Speaking of credit checks, before filling out an apartment application, it’s a good idea to know your credit score. Understanding whether you have good credit or bad credit can help you decide whether you need a co-signer or guarantor to help strengthen your application. The good news is that it’s easy to check your credit online, and we’ve got an article that explains how to rent with bad credit if you find that you have a poor credit score.
Proof of Income
Property management companies and prospective landlords won’t just take your word for it when it comes to affording the rent. They’ll want proof in the form of the following types of documents.
- Pay Stubs: When submitting your rental application, you can provide proof of income with two to three copies of your most recent pay stubs.
- Bank Statements and Tax Returns: For members of the gig economy, steady pay stubs may not be readily available, in which case, you can prove that you can afford the monthly rent by providing two months’ worth of bank statements. Tax returns are also another way to show that you receive regular income.
Applicants need to provide the addresses of past rentals as well as the names and contact info of former landlords. It can be helpful to track down this info ahead of time, particularly if you’ve lived in multiple places.
Employment History or Resume
Potential landlords and property managers like to see consistent employment, ideally evidence that you’ve worked at the same place for six months or longer. Therefore, they may ask you to provide your employment history for verification purposes (you can put the details in writing on the application or attach a current resume). New to your job? That’s where references and letters of recommendation can help (especially from former employers).
In addition to past landlords’ names and contact information, it can be helpful to include other references, including:
- Former or current employers
- Former or current managers
Letters of Recommendation
A couple of letters of recommendation from previous landlords can reinforce that you are a good tenant who pays on time, respects the property, and gets along with other tenants. A letter from an employer, either current or former, can also strengthen your application.
Application Fee and Payment
When applying for an apartment rental, you should expect to pay an application fee. Application fees run from about $30 to $75 and are generally non-refundable. Property managers use this fee to run a credit check and process your application. A check is the most widely used and accepted form of payment for this fee. However, other forms of payment, such as a credit card, may also be accepted.
After being approved for an apartment and signing a lease agreement, you’ll also typically need to pay the security deposit, first month’s rent, and last month’s rent.
If you’re looking for a pet-friendly apartment, expect the landlord to communicate the rules and regulations regarding pet ownership on their property, including the number of pets, types of pets, size restrictions, and more.
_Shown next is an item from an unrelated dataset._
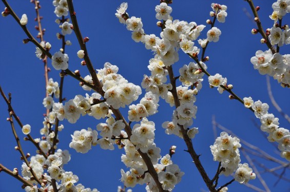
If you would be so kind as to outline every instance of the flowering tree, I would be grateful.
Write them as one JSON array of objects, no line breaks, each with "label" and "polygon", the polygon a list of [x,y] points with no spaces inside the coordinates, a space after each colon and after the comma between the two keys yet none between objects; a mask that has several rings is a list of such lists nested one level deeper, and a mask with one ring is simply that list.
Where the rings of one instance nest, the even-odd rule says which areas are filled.
[{"label": "flowering tree", "polygon": [[[9,61],[12,68],[8,67],[7,69],[2,65],[2,71],[13,71],[13,73],[3,73],[3,75],[7,73],[10,76],[3,77],[1,90],[8,108],[9,114],[5,115],[9,115],[7,120],[16,139],[15,149],[20,152],[24,162],[21,168],[13,169],[15,166],[20,167],[16,165],[18,163],[13,163],[11,168],[5,164],[7,161],[4,158],[1,159],[0,169],[3,175],[5,172],[11,178],[20,180],[26,191],[98,191],[95,187],[110,191],[121,184],[114,181],[111,175],[115,176],[114,177],[118,178],[117,179],[121,178],[123,182],[119,191],[136,186],[137,190],[144,190],[145,188],[152,191],[198,190],[201,188],[211,191],[227,191],[231,187],[236,190],[243,190],[244,187],[240,184],[247,185],[253,190],[269,191],[276,184],[270,182],[273,177],[262,176],[260,172],[263,169],[278,174],[275,178],[278,182],[289,182],[284,175],[289,167],[290,133],[288,130],[282,128],[286,125],[279,124],[277,116],[271,113],[269,105],[262,100],[262,98],[267,99],[261,98],[263,95],[261,86],[258,87],[254,78],[250,79],[254,75],[255,79],[259,76],[253,70],[253,65],[261,74],[267,74],[278,80],[282,87],[275,83],[274,86],[278,87],[275,88],[275,91],[286,95],[284,98],[289,96],[286,88],[290,85],[290,55],[283,52],[284,48],[290,42],[289,27],[284,23],[286,13],[290,11],[288,1],[272,2],[268,8],[265,6],[264,9],[263,7],[260,11],[260,8],[254,6],[252,1],[241,2],[249,10],[245,10],[242,19],[250,24],[250,17],[253,17],[254,24],[250,29],[254,28],[252,32],[257,35],[251,37],[246,35],[251,29],[247,30],[244,26],[239,28],[237,13],[230,25],[222,27],[227,25],[231,8],[233,10],[238,7],[236,3],[228,6],[205,3],[205,6],[195,5],[196,13],[190,14],[185,21],[179,17],[183,11],[175,13],[174,6],[175,4],[178,6],[178,3],[172,4],[170,1],[162,1],[158,5],[146,3],[142,5],[138,5],[139,2],[120,5],[118,2],[115,7],[109,8],[112,5],[107,4],[98,7],[104,8],[101,11],[94,6],[83,7],[84,5],[78,2],[73,4],[71,0],[54,1],[52,5],[45,3],[45,6],[44,2],[44,7],[53,7],[45,13],[49,16],[45,16],[43,20],[41,16],[42,11],[44,14],[46,11],[40,9],[39,1],[32,1],[35,9],[30,9],[31,11],[28,11],[28,7],[27,9],[24,9],[18,5],[10,6],[6,0],[2,2],[6,6],[2,13],[6,17],[2,23],[9,23],[9,26],[15,24],[17,30],[21,27],[23,31],[17,33],[17,36],[27,36],[23,40],[26,45],[22,45],[25,48],[20,49],[11,41],[11,38],[4,37],[10,35],[15,36],[16,33],[7,33],[8,28],[6,27],[7,30],[2,32],[3,34],[1,35],[1,38],[7,39],[3,39],[8,40],[4,45],[13,46],[14,50],[17,50],[17,55],[21,55],[19,57],[22,60]],[[131,11],[130,4],[134,8]],[[186,9],[185,6],[180,5],[176,7],[176,10],[182,8],[183,10],[191,11],[191,13],[193,7]],[[25,6],[31,7],[31,5]],[[107,20],[107,15],[115,16],[110,11],[115,10],[117,7],[115,15],[118,19]],[[151,9],[152,12],[142,13],[142,10],[145,8]],[[52,13],[52,13],[53,10],[57,25],[54,25],[56,27],[50,32],[53,26],[44,21],[52,17]],[[34,17],[32,11],[36,12],[35,28],[38,31],[34,37],[33,27],[30,26],[33,20],[30,18]],[[259,17],[258,13],[261,11],[265,11],[263,15],[270,14],[272,20]],[[152,15],[149,14],[150,13]],[[199,17],[202,13],[206,14]],[[142,14],[144,15],[139,15]],[[149,27],[147,29],[146,25],[152,26],[153,17],[159,20],[157,27],[154,24],[154,30]],[[10,20],[7,22],[7,19]],[[117,25],[118,19],[125,26]],[[227,22],[223,24],[226,19]],[[263,26],[269,29],[263,29],[262,19],[268,20],[269,25]],[[113,22],[116,24],[112,24]],[[16,24],[18,24],[17,27]],[[50,27],[47,31],[44,28],[46,24]],[[129,35],[125,27],[130,31]],[[105,30],[106,29],[109,29],[108,32]],[[55,37],[54,34],[56,32]],[[75,37],[72,37],[73,33]],[[224,33],[228,35],[225,35],[223,41]],[[257,37],[258,35],[261,36]],[[137,47],[130,47],[136,45],[127,46],[130,36],[135,42],[142,42],[139,43],[141,46],[138,47],[138,50],[144,49],[145,46],[148,53],[145,50],[139,52],[136,50]],[[248,41],[247,38],[254,40]],[[223,44],[225,45],[223,46]],[[19,43],[15,42],[15,45]],[[23,49],[27,52],[23,54]],[[3,50],[3,53],[5,51]],[[9,51],[11,53],[11,49]],[[26,60],[29,57],[28,55],[34,54],[34,51],[36,58],[33,58],[33,61]],[[141,57],[143,54],[147,55]],[[38,80],[44,73],[43,66],[35,67],[30,63],[36,62],[36,60],[39,62],[38,59],[44,64],[45,80]],[[244,62],[242,63],[242,67],[249,67],[247,70],[250,72],[239,68],[237,64],[241,59]],[[5,61],[7,63],[6,60]],[[21,70],[23,66],[25,69]],[[37,72],[34,70],[36,67]],[[149,71],[144,72],[147,68]],[[240,72],[245,71],[246,74]],[[217,73],[214,74],[212,71]],[[28,75],[29,73],[31,74]],[[12,75],[15,77],[11,78]],[[245,76],[250,79],[245,79]],[[236,81],[235,78],[237,79]],[[18,84],[13,81],[14,79]],[[204,86],[204,83],[207,82],[210,88],[216,88],[205,90],[207,86]],[[80,86],[78,87],[79,84]],[[239,90],[237,89],[239,94],[233,91],[233,84],[235,88],[236,84],[239,85],[237,86],[240,87]],[[21,87],[25,89],[21,89]],[[257,91],[258,87],[259,91]],[[15,91],[14,88],[16,88]],[[214,90],[216,89],[219,93]],[[254,95],[249,91],[253,91]],[[5,93],[8,91],[12,95]],[[21,94],[17,91],[21,91]],[[219,94],[222,95],[218,98]],[[231,100],[226,100],[227,96],[224,95],[227,94]],[[11,99],[14,98],[16,99]],[[23,104],[23,101],[28,100],[25,102],[28,103],[27,105]],[[202,104],[203,101],[204,102]],[[289,106],[287,100],[285,101],[285,105]],[[44,120],[41,116],[43,108],[34,108],[35,103],[41,103],[46,109]],[[246,110],[258,118],[259,128],[267,137],[266,140],[262,140],[262,137],[259,138],[261,134],[257,130],[253,130],[254,125],[250,129],[247,127],[248,125],[242,123],[249,116],[244,113]],[[212,113],[214,110],[216,111]],[[240,111],[243,112],[240,113]],[[28,111],[30,113],[27,113]],[[227,113],[228,111],[231,113]],[[24,119],[22,117],[25,113],[30,115]],[[206,122],[210,121],[208,115],[215,113],[218,121],[222,121],[227,127],[233,128],[227,130],[228,133],[222,132],[215,136],[212,140],[214,134],[209,134],[212,130]],[[201,114],[205,114],[205,117],[201,117]],[[287,116],[282,115],[286,117],[283,122],[286,124]],[[244,117],[245,115],[246,118]],[[203,120],[199,122],[199,117]],[[241,121],[238,121],[238,119],[242,119]],[[40,126],[41,138],[36,128],[41,124],[38,119],[43,121]],[[2,124],[5,130],[8,124]],[[223,129],[216,120],[212,124]],[[259,164],[255,165],[245,149],[242,148],[242,140],[234,136],[234,133],[246,137],[247,140],[255,138],[255,144],[264,151],[269,148],[263,148],[264,143],[268,144],[267,140],[273,142],[279,154],[273,152],[269,155],[260,150],[260,157],[278,163],[277,167],[280,168],[269,170],[268,167],[273,166],[267,164],[264,167],[260,166],[259,170],[256,167]],[[248,134],[249,133],[251,134]],[[35,150],[23,146],[23,141],[19,139],[23,134],[26,135],[25,140],[32,144],[27,145],[34,147]],[[15,143],[10,139],[8,143],[10,146]],[[119,154],[112,156],[111,153],[107,150],[101,152],[100,148],[114,150]],[[11,148],[8,150],[10,151]],[[88,156],[90,153],[95,155]],[[101,155],[102,153],[106,155]],[[3,154],[6,156],[6,153]],[[71,158],[70,154],[73,154]],[[72,162],[77,156],[81,157],[73,164]],[[122,162],[119,162],[120,157]],[[105,162],[98,161],[102,158]],[[14,159],[12,157],[8,159],[9,161]],[[264,163],[261,159],[258,161]],[[121,163],[124,165],[121,165]],[[71,163],[72,165],[70,166]],[[75,166],[81,168],[78,174],[74,171]],[[92,170],[93,167],[96,167],[94,171],[96,173]],[[276,170],[282,171],[277,173]],[[109,174],[103,176],[104,172],[109,172]],[[256,174],[261,184],[251,184],[254,181],[249,180],[255,179]],[[10,179],[5,177],[5,179]],[[193,182],[195,183],[191,185]],[[105,182],[108,183],[103,186]],[[183,185],[182,183],[184,183],[183,187],[179,186]],[[118,184],[114,186],[114,183]],[[93,186],[95,184],[96,186]],[[138,186],[139,185],[143,186]],[[281,188],[285,189],[283,186]]]}]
You may also be required to provide proof of vaccinations, an upfront pet security deposit, a separate pet rental fee, and additional fees.
Renting with Roommates
If you plan to have roommates, be prepared to furnish copies of the documents listed in this article for them as well. Property managers and landlords want to vet anyone who is on the lease agreement with you.
Just like including a cover letter with a job application can help you stand out, the same is true when applying for a rental apartment. Your cover letter should introduce yourself and explain what makes you a good renter. Be sure to keep it simple, professional, and free of typos.
The Bottom Line
While not every property manager or landlord requires all documentation listed in this article, it helps to come prepared. Having this information handy helps ensure that a more prepared applicant doesn’t scoop up your perfect place while you’re scrambling to prove your eligibility.